The display 610 can be equipped with capacitive, resistive or other
forms of sensing technology to detect how much surface area of a
user's finger has been placed on a portion of the touch screen
display. This sensing information can be used to control the
manipulation of the GUI elements or other functions of the user
interface. The display 610 can be an integral part of the housing
assembly of the communication device 600 or an independent device
communicatively coupled thereto by a tethered wireline interface
(such as a cable) or a wireless interface.
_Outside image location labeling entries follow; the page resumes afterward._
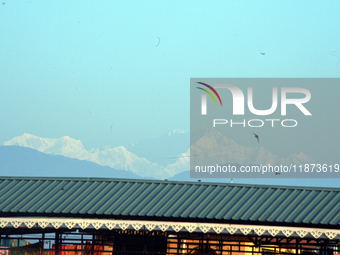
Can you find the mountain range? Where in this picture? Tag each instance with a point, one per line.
(160, 158)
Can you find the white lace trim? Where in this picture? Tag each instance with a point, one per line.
(169, 226)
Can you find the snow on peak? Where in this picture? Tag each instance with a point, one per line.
(176, 131)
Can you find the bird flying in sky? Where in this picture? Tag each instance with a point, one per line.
(257, 137)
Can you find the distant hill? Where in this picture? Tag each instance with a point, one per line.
(22, 161)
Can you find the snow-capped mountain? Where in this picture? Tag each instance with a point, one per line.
(159, 158)
(117, 157)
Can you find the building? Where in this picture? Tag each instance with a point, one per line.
(116, 216)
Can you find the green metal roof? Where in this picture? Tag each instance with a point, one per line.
(168, 200)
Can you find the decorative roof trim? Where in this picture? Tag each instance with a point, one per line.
(258, 230)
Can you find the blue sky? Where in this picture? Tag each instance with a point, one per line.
(77, 68)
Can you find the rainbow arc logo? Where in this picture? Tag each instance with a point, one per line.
(208, 92)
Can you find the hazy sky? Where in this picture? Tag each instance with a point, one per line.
(78, 68)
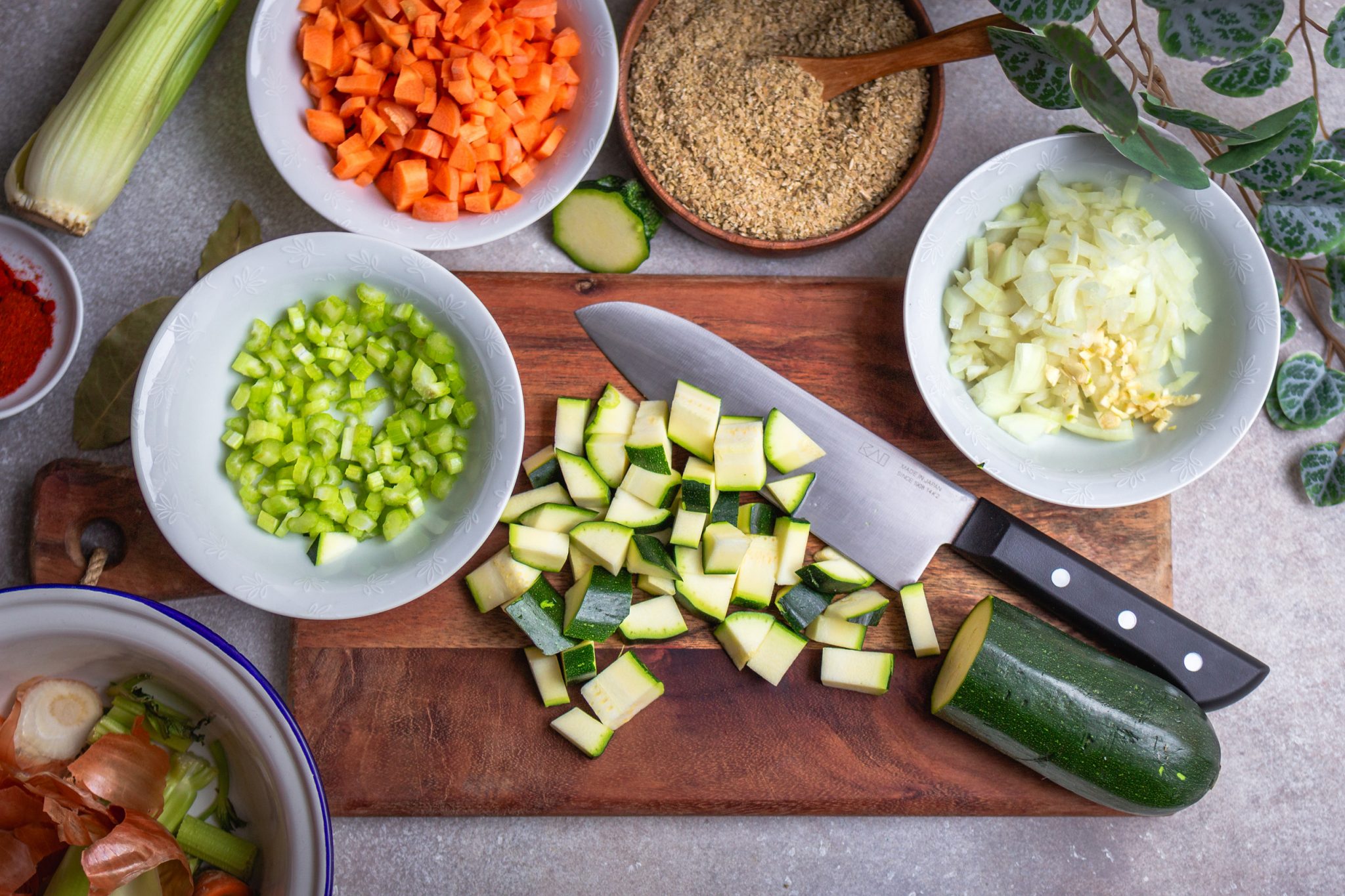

[0117] The UI 604 can also include an audio system 612 that
utilizes audio technology for conveying low volume audio (such as
audio heard in proximity of a human ear) and high volume audio
(such as speakerphone for hands free operation). The audio system
612 can further include a microphone for receiving audible signals
of an end user. The audio system 612 can also be used for voice
recognition applications. The UI 604 can further include an image
sensor 613 such as a charged coupled device (CCD) camera for
capturing still or moving images.
[0118] The power supply 614 can utilize common power management
technologies such as replaceable and rechargeable batteries, supply
regulation technologies, and/or charging system technologies for
supplying energy to the components of the communication device 600
to facilitate long-range or short-range portable communications.
Alternatively, or in combination, the charging system can utilize
external power sources such as DC power supplied over a physical
interface such as a USB port or other suitable tethering
technologies.
[0119] The location receiver 616 can utilize location technology
such as a global positioning system (GPS) receiver capable of
assisted GPS for identifying a location of the communication device
600 based on signals generated by a constellation of GPS
satellites, which can be used for facilitating location services
such as navigation. The motion sensor 618 can utilize motion
sensing technology such as an accelerometer, a gyroscope, or other
suitable motion sensing technology to detect motion of the
communication device 600 in three-dimensional space. The
orientation sensor 620 can utilize orientation sensing technology
such as a magnetometer to detect the orientation of the
communication device 600 (north, south, west, and east, as well as
combined orientations in degrees, minutes, or other suitable
orientation metrics).
[0120] The communication device 600 can use the transceiver 602 to
also determine a proximity to a cellular, WiFi, Bluetooth.RTM., or
other wireless access points by sensing techniques such as
utilizing a received signal strength indicator (RSSI) and/or signal
time of arrival (TOA) or time of flight (TOF) measurements. The
controller 606 can utilize computing technologies such as a
microprocessor, a digital signal processor (DSP), programmable gate
arrays, application specific integrated circuits, and/or a video
processor with associated storage memory such as Flash, ROM, RAM,
SRAM, DRAM or other storage technologies for executing computer
instructions, controlling, and processing data supplied by the
aforementioned components of the communication device 600.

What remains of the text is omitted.